Hotel Portofino

Written by J. P. O'Connell
Review by Misty Urban

This drama set in a posh hotel in Portofino, Italy, successfully mixes the flavors of an Edwardian novel with Upstairs, Downstairs tensions and the trappings of British expat life in the Roaring ´20s and the shadow of Mussolini.

Several plot lines unfold among the ensemble cast, peering into the lives of the fading British aristocracy, their servants, and local Italian culture. One plot follows the love tangle involving young Lucian Ainsworth, artistic and war-scarred, whose father is arranging a marriage between him and the lovely but insipid Rose, while Lucian is captivated by Constance, nursemaid to the daughter of Lucian’s widowed sister.

The marginalized characters add a marvelous energy and perspective, especially from the secretly gay Nish, the Indian-born doctor who saved Lucian’s life, and Claudine, mistress to self-made American Jack Turner, an enchanting Parisian dancer whose experiences as a Black woman expose the prejudices of her world. Even the villains have flair: Lucian’s cruelly doltish father, Cecil, exploits Jack to sell a family Rubens and pay his gambling debts, while the officious Blackshirt Danioni wheedles, threatens, and pries. But the heart of the story belongs to Bella Ainsworth. Wounded by losses in the Great War and an unhappy marriage to Cecil, Bella tries to keep the Hotel Portofino an oasis of grace, sanity, and kindness in a darkening world.

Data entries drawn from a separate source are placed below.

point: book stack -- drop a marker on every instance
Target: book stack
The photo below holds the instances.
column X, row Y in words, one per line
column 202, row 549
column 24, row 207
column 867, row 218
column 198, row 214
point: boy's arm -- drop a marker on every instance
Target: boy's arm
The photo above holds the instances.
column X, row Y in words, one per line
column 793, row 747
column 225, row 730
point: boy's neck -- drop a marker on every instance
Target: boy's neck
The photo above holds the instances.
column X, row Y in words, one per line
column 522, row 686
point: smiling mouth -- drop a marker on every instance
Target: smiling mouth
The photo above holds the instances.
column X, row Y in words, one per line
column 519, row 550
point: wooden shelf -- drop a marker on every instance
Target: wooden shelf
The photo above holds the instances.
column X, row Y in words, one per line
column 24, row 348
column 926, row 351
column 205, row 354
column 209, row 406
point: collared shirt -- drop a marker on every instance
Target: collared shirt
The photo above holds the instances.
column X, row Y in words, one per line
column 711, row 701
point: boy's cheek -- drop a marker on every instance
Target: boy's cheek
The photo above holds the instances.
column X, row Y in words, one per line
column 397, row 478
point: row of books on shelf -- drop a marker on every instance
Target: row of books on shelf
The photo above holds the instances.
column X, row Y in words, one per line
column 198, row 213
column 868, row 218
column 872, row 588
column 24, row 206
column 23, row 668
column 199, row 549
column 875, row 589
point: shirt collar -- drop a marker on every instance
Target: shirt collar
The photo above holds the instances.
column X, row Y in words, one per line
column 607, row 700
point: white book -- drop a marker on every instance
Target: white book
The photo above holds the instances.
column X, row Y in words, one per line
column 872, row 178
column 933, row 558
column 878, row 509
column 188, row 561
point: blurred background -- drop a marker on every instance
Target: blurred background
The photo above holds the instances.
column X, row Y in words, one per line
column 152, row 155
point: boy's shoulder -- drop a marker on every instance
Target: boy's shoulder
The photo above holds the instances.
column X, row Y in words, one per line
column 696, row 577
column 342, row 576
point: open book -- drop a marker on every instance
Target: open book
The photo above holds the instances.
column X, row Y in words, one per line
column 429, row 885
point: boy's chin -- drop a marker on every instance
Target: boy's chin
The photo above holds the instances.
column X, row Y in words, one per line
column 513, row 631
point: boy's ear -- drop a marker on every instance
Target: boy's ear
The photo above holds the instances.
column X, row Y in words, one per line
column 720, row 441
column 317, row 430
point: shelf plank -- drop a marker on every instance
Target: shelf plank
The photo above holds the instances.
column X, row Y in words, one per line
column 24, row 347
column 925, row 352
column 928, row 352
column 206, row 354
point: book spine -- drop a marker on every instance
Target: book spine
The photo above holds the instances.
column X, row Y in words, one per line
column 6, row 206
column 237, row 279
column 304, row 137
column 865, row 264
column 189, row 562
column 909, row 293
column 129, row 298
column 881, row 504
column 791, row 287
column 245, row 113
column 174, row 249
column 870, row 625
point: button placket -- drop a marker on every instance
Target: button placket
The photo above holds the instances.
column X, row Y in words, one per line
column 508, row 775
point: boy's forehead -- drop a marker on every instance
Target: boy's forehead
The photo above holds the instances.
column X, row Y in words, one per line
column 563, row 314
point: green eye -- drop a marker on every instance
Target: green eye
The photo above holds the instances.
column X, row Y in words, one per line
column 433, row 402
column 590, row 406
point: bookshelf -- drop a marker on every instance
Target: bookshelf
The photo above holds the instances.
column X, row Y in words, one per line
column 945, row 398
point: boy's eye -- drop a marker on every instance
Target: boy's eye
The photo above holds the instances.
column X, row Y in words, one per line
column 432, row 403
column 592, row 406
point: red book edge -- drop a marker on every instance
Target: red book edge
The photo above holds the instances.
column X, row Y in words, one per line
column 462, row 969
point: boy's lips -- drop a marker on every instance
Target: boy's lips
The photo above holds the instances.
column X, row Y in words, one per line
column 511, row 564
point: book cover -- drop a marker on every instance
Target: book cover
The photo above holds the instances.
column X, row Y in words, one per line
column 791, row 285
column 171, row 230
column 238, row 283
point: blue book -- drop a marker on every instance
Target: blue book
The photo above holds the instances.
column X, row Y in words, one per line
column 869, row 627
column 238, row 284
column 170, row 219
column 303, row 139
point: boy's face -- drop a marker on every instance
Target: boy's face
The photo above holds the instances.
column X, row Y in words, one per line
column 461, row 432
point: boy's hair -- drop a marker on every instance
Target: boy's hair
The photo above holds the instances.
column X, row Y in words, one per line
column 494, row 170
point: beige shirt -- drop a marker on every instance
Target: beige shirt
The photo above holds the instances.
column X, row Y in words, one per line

Scenes are short, the movement swift, and the language draws less from Impressionism than pointillism in its ability to build sweeping emotion from a few pointed strokes. The action moves gracefully from comedy to heartbreak, melodrama to dramatic suspense. Charged adventures involving late night escapes, assignations, and art theft balance quieter moments that capture human kindness and the beauty of a passing world. A charming, moving, and memorable debut, highly recommended.